Our next step was to test how the prosthetic valves interact with the 3D printed models to learn whether we could predict leakage.  We placed sensors within eighteen models. The sensors enabled us to quantitatively predict the occurrence, severity, and location of any degree of post-TAVR PVL.

The results of this study are quite encouraging. We were able to identify a pre-surgical method that allows us to predict and potentially mitigate the risk of post-TAVR PVL. This will someday allow us to optimize the procedural technique using 3D model surgical simulation and, ultimately, improve patient outcome.

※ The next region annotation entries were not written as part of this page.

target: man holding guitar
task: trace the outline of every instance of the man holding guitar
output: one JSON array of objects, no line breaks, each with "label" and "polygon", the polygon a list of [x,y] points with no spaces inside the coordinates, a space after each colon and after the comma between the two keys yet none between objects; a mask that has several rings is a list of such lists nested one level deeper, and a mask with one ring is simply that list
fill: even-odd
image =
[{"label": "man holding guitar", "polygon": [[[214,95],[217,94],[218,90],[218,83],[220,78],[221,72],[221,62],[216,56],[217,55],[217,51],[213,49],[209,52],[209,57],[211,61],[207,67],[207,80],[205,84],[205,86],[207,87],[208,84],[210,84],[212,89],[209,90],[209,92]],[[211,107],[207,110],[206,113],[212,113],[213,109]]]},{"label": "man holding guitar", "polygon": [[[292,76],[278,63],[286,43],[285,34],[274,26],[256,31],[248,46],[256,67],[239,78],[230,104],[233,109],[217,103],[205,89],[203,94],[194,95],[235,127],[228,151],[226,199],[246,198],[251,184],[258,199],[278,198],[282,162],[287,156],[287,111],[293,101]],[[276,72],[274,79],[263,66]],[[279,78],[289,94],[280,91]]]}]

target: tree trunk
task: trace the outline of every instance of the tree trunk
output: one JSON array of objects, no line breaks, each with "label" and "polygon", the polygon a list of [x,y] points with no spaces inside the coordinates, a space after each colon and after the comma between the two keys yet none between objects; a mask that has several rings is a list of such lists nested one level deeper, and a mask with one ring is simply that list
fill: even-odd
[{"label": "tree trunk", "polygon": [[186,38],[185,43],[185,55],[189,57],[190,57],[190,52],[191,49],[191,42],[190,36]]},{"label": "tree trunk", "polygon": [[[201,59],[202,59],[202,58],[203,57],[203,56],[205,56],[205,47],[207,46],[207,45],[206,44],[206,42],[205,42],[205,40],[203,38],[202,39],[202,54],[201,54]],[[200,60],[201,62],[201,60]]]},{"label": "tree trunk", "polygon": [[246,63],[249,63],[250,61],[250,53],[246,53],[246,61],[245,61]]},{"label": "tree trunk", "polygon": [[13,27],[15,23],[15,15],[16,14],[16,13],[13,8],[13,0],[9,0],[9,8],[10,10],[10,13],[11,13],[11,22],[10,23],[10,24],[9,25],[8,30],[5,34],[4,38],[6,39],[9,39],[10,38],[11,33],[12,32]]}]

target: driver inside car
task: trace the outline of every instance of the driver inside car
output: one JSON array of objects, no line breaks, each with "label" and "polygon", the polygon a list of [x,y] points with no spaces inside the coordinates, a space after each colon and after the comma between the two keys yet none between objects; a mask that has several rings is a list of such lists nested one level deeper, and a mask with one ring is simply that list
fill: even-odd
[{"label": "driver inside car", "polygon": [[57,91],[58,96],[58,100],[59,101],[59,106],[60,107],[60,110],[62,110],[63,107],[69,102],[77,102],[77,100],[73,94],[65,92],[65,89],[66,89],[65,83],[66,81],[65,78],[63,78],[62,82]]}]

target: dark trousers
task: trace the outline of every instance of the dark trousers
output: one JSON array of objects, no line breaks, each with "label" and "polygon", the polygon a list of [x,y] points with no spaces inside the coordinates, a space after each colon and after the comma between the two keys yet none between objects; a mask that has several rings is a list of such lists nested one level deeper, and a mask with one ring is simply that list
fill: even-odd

Even though this valve replacement procedure is quite mature, there are still cases where selecting a different size prosthetic or different manufacturer could improve the outcome. 3D printing will be very helpful to determine which one. Among certain high-risk patients, our technique may refine the current approach for the selection of the transcatheter valve type/size, and the selection of the appropriate valve deployment technique, such as the selection of the valve depth and the post-dilatation of the valve, and potentially reduce the rate of post-TAVR PVL.

Eventually, once a patient has a CT scan, we could create a model, try different kinds of valves in the 3D model, and identify which one might work best. We could even predict that a patient would probably have moderate PVL and utilize balloon dilatation to solve it.

The lack of high-fidelity printing materials that mimic the material properties of various soft biological tissues remains a bottleneck for the broader application of medical 3D printing. In addition, the lengthy image segmentation and modeling, the high printing cost, and the lengthy printing and model post-processing all hinder the widespread use of cardiovascular 3D printing. As substantial advancement in the software and hardware of 3D printing is expected in the years to come, these technical obstacles will be eventually cleared and cardiovascular 3D printing will potentially become an essential everyday clinical tool to improve patient care in interventional cardiology.

In the near future, as cardiovascular medicine shifts more towards personalized treatment, I believe 3D printing will play a more important role in patient-specific planning for heart procedures. It will help the physicians better select the right percutaneous device, assess the procedural risk, optimize the deployment technique, and practice for rare and difficult cases in vitro.